Ya desde su infancia se zambulló en la música country, siguiendo a su ídolo Alan Jackson. Tras su paso por el cuerpo de marines, despegó su carrera. Su primera actuación fue como telonero de David Allan Coe. En 2002 se autoeditó el disco They Call Me Country. Firmó su primer contrato con el sello BNA, donde sacó su primer disco importante, The Dollar (2005), que fue su primera entrada en las listas.
Johnson ha compuesto también canciones para otros artistas, como Give it Away –premio a la mejor canción country en la Academia y la Asociación de Música Country en 2007–, que interpretó George Strait.
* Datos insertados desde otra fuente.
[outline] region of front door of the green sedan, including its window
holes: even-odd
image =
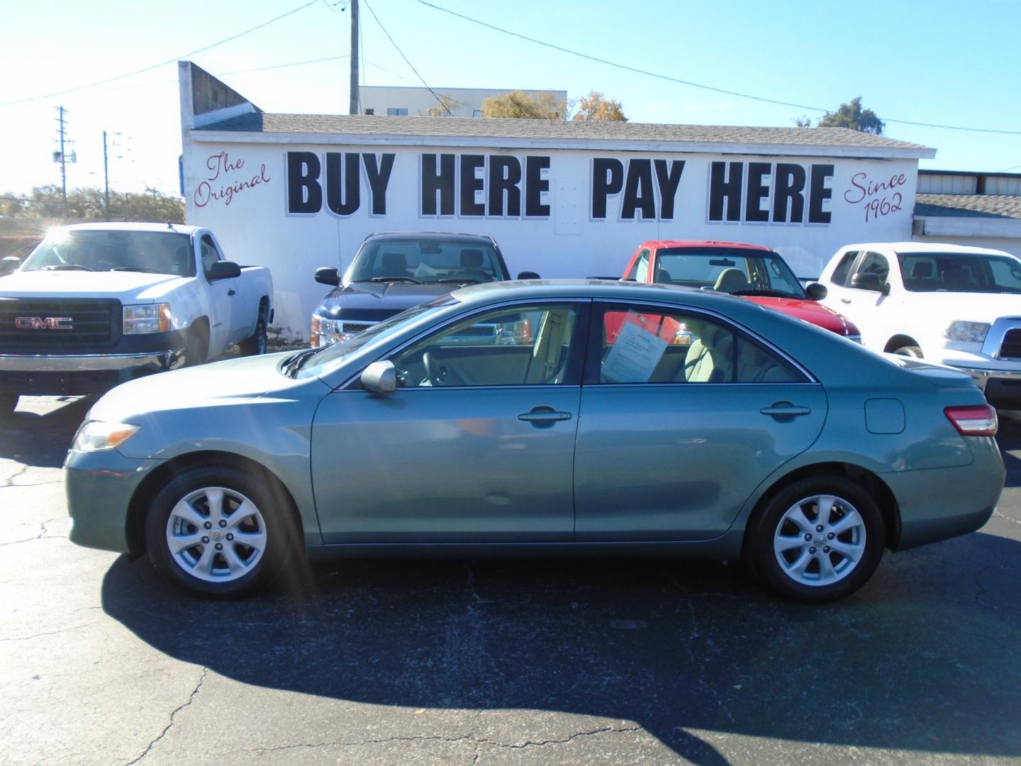
[[[454,321],[389,355],[392,393],[327,395],[311,434],[325,542],[572,539],[588,305]]]

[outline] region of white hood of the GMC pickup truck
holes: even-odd
[[[155,300],[185,278],[145,272],[14,272],[0,277],[0,296],[18,298],[94,297],[120,302]]]

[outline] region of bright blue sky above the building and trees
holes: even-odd
[[[305,0],[307,2],[307,0]],[[102,131],[119,133],[110,182],[178,187],[177,67],[48,96],[175,59],[303,5],[302,0],[3,0],[0,191],[59,183],[56,109],[78,162],[68,186],[102,186]],[[262,29],[186,56],[266,111],[346,112],[349,11],[318,0]],[[723,90],[835,108],[862,96],[886,135],[935,147],[922,167],[1021,172],[1021,2],[783,3],[735,0],[435,0],[490,25],[631,67]],[[419,0],[360,0],[364,85],[420,85],[373,17],[433,88],[602,91],[632,122],[791,126],[820,112],[667,82],[538,46]],[[264,68],[276,66],[277,68]],[[255,70],[258,69],[258,70]],[[47,96],[40,98],[41,96]],[[26,100],[21,103],[11,103]]]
Su siguiente álbum, That Lonesome Song, tuvo muy buena acogida y lo situó, de hecho, en la primera plana del country. Fichó por Mercury Nashville, con la que editó sus siguientes tres álbumes antes de fundar su propia discográfica, Big Gassed Records.
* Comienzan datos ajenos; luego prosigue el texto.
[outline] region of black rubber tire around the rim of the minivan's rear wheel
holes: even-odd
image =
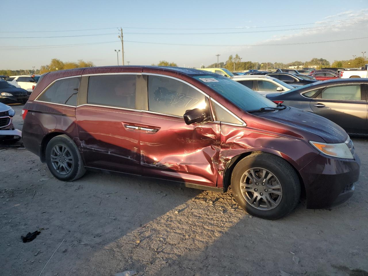
[[[59,170],[61,172],[59,172],[54,167],[55,162],[52,162],[52,151],[54,147],[56,146],[57,147],[64,146],[69,151],[70,155],[68,154],[68,158],[72,160],[72,163],[68,164],[67,170],[70,170],[70,171],[67,171],[66,169],[60,170],[61,169],[60,168]],[[53,152],[53,154],[54,153],[55,152]],[[59,136],[52,138],[46,146],[45,157],[46,157],[47,167],[49,167],[49,170],[51,171],[53,176],[59,180],[73,181],[73,180],[76,180],[82,177],[86,172],[86,169],[83,165],[82,157],[78,151],[77,145],[75,145],[73,140],[67,135],[59,135]],[[63,158],[63,156],[61,156],[60,158]],[[63,161],[65,159],[60,159],[60,160]]]

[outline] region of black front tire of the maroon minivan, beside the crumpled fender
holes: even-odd
[[[271,174],[273,174],[273,176],[267,181],[261,180],[260,183],[253,184],[251,181],[252,169],[258,177],[254,178],[254,180],[262,178],[259,177],[259,175],[263,173],[263,171],[266,171],[267,176]],[[251,177],[245,174],[247,171],[248,175],[249,172],[251,172]],[[241,181],[248,181],[246,184],[247,186],[240,184]],[[269,185],[262,182],[268,182]],[[271,184],[273,183],[276,185],[272,186]],[[255,184],[259,186],[255,186]],[[261,187],[261,185],[263,185],[263,187]],[[272,188],[279,185],[281,186],[280,189],[265,189],[266,187]],[[262,192],[260,193],[259,191],[260,189],[262,189],[263,197],[260,196],[260,194],[262,194]],[[255,190],[257,191],[255,192]],[[278,192],[281,197],[280,195],[270,192],[271,190]],[[250,215],[261,217],[262,219],[274,220],[280,219],[294,210],[300,199],[300,181],[296,171],[286,160],[270,153],[252,153],[240,160],[234,167],[231,174],[231,191],[240,207]],[[264,198],[266,197],[266,192],[268,192],[267,197],[272,199],[272,204],[276,202],[275,204],[270,204],[271,201]],[[254,200],[254,195],[257,195],[257,197],[255,197],[256,199],[259,197],[258,208],[256,208],[255,202],[251,204],[251,201]],[[250,199],[250,197],[252,198]],[[247,200],[245,198],[247,198]],[[274,200],[273,198],[276,199]],[[254,201],[256,201],[256,199]],[[263,204],[263,206],[261,204]],[[268,207],[268,205],[271,207]]]

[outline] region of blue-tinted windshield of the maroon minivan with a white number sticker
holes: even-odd
[[[262,107],[276,107],[276,103],[271,102],[261,94],[222,75],[197,75],[193,78],[212,88],[244,111],[256,110]]]

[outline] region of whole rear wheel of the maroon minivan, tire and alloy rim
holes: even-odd
[[[73,181],[85,174],[81,155],[67,135],[52,138],[46,146],[46,163],[59,180]]]

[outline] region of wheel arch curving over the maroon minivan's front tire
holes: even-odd
[[[301,197],[305,198],[306,192],[305,192],[305,185],[304,185],[304,181],[299,173],[299,171],[296,169],[296,167],[289,161],[287,160],[287,158],[284,158],[284,156],[279,153],[279,154],[275,154],[273,152],[269,152],[269,151],[249,151],[249,152],[243,152],[240,153],[239,155],[234,156],[233,158],[231,158],[230,162],[227,164],[226,169],[224,170],[224,177],[223,177],[223,190],[224,192],[227,191],[227,189],[229,188],[229,186],[231,185],[231,173],[234,170],[234,167],[236,166],[237,163],[239,163],[240,160],[244,159],[245,157],[251,155],[252,153],[257,153],[257,152],[264,152],[264,153],[269,153],[275,156],[278,156],[282,159],[284,159],[287,163],[290,164],[291,167],[293,167],[293,169],[296,171],[299,181],[300,181],[300,189],[301,189]]]

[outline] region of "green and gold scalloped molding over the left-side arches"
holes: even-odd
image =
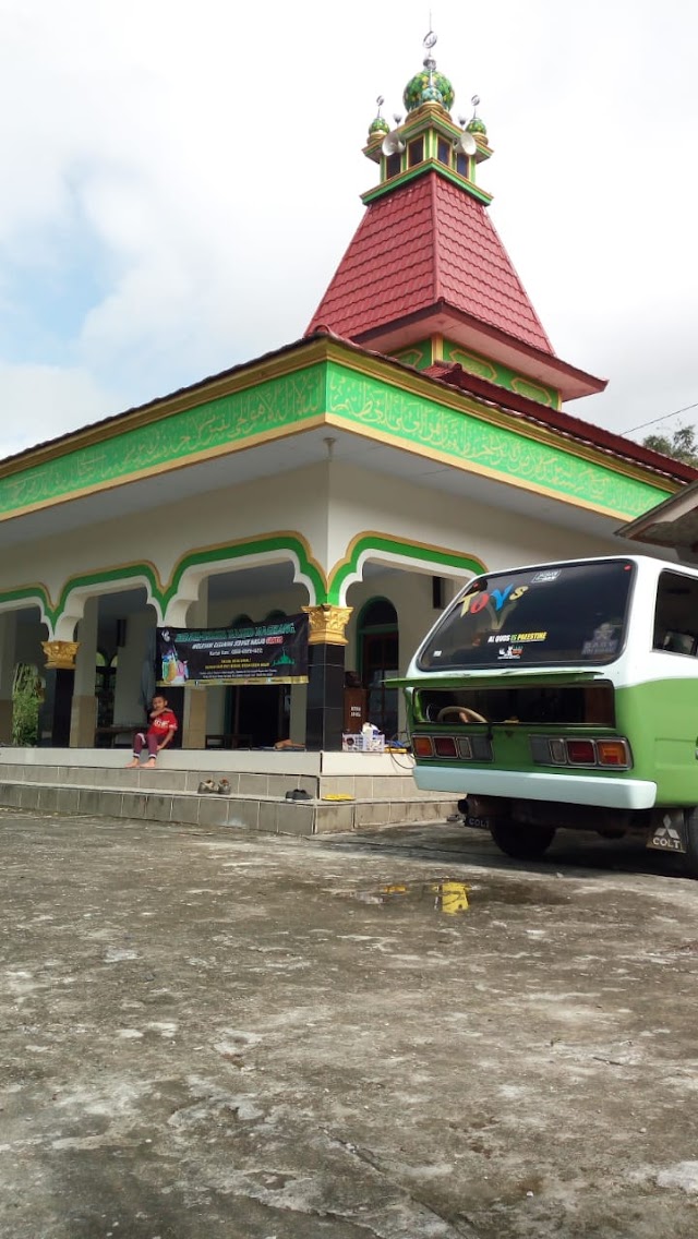
[[[43,585],[29,585],[22,589],[0,592],[0,605],[21,603],[25,601],[27,605],[35,603],[42,607],[46,620],[55,628],[61,616],[67,611],[69,596],[74,590],[94,590],[100,585],[114,585],[119,581],[128,581],[133,582],[134,586],[145,585],[150,591],[151,600],[159,605],[161,615],[165,615],[169,602],[176,597],[183,574],[190,567],[205,567],[207,564],[219,564],[222,560],[244,560],[252,555],[278,551],[288,551],[295,556],[301,574],[310,582],[311,591],[315,591],[315,598],[311,597],[310,600],[311,603],[326,602],[327,586],[325,574],[312,558],[305,539],[300,534],[279,533],[190,551],[179,560],[171,581],[166,586],[160,581],[157,569],[154,564],[148,561],[121,564],[119,567],[71,576],[61,590],[56,605],[52,603],[48,590]]]

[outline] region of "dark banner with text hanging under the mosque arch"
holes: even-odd
[[[239,628],[157,628],[156,678],[176,684],[305,684],[307,616]]]

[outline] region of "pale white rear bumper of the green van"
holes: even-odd
[[[512,800],[549,800],[606,809],[652,809],[657,784],[648,779],[599,778],[595,774],[544,774],[469,766],[415,766],[414,779],[424,792],[457,795],[501,795]]]

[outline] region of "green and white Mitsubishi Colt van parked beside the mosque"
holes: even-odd
[[[642,836],[698,876],[698,570],[642,555],[476,576],[399,681],[414,777],[534,859]]]

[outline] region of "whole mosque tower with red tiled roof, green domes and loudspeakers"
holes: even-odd
[[[403,92],[407,114],[393,129],[377,99],[363,154],[381,180],[362,195],[366,214],[307,331],[330,327],[440,378],[470,375],[490,398],[506,389],[558,408],[601,390],[555,357],[495,230],[491,197],[475,180],[492,154],[480,98],[471,97],[470,120],[454,120],[435,45],[430,24],[422,68]]]

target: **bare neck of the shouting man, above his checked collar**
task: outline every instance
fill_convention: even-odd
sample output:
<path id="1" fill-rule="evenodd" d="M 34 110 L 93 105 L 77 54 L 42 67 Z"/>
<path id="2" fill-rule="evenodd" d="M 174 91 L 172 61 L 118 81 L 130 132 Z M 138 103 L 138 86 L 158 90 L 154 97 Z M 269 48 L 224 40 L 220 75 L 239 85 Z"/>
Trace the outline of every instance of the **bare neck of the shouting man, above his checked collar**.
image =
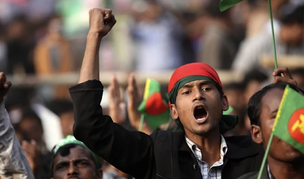
<path id="1" fill-rule="evenodd" d="M 187 138 L 201 150 L 202 160 L 208 163 L 210 167 L 220 159 L 221 137 L 219 129 L 204 136 L 196 135 L 186 130 L 185 133 Z"/>

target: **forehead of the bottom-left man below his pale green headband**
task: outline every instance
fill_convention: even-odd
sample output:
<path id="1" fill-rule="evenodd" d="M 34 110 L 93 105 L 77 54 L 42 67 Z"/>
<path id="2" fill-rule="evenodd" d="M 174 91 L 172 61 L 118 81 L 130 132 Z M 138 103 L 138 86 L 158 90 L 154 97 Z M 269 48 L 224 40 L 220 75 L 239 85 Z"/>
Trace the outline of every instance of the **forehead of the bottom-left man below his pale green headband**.
<path id="1" fill-rule="evenodd" d="M 54 166 L 57 163 L 60 163 L 60 162 L 72 161 L 72 160 L 77 160 L 77 159 L 92 160 L 90 151 L 85 149 L 82 146 L 77 146 L 77 147 L 74 147 L 74 148 L 70 148 L 69 151 L 70 151 L 69 155 L 64 156 L 64 157 L 61 156 L 60 154 L 58 154 L 54 158 Z"/>

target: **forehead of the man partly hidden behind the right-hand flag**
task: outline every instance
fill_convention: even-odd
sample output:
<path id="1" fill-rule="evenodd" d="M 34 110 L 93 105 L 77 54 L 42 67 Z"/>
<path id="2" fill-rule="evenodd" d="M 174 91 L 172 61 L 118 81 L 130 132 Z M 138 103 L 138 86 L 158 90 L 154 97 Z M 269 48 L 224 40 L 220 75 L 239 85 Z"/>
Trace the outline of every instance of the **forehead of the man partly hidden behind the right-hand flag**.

Escuchemos ahora una de sus mejores canciones, In Color, perteneciente a su tercer disco That Lonesome Song. El disco apareció en 2007 y el single al año siguiente (hasta la fecha es su single más vendido y el mejor situado en las listas). Con este tema ganó el premio a la mejor canción del año tanto en la Academia de la Música Country como en la Asociación de Música Country, además de ser candidato en los Grammy.
Escrita por él mismo, junto con James Otto y Lee Thomas Miller, la letra recuerda que la nuestra fue la generación que hizo la transición de las fotografías en blanco y negro a color. Se trata de un tema de corte nostálgico en el que un abuelo va mostrando a su nieto una serie de fotografías a modo de inventario vital: la Gran Depresión, la Segunda Guerra Mundial y su favorita: la de él y su mujer el día de su boda. “Pero no puedes ver lo que hay detrás de esos tonos de gris. Lo deberías haber visto en color”.
Inicialmente Johnson le cedió el tema a Trace Adkins. Os dejo con ella.

Simultáneamente a la versión que acabamos de escuchar, el propio Jamey la grabó. En mi opinión, su versión es superior. ¿Quién mejor que el propio autor para identificarse con la historia?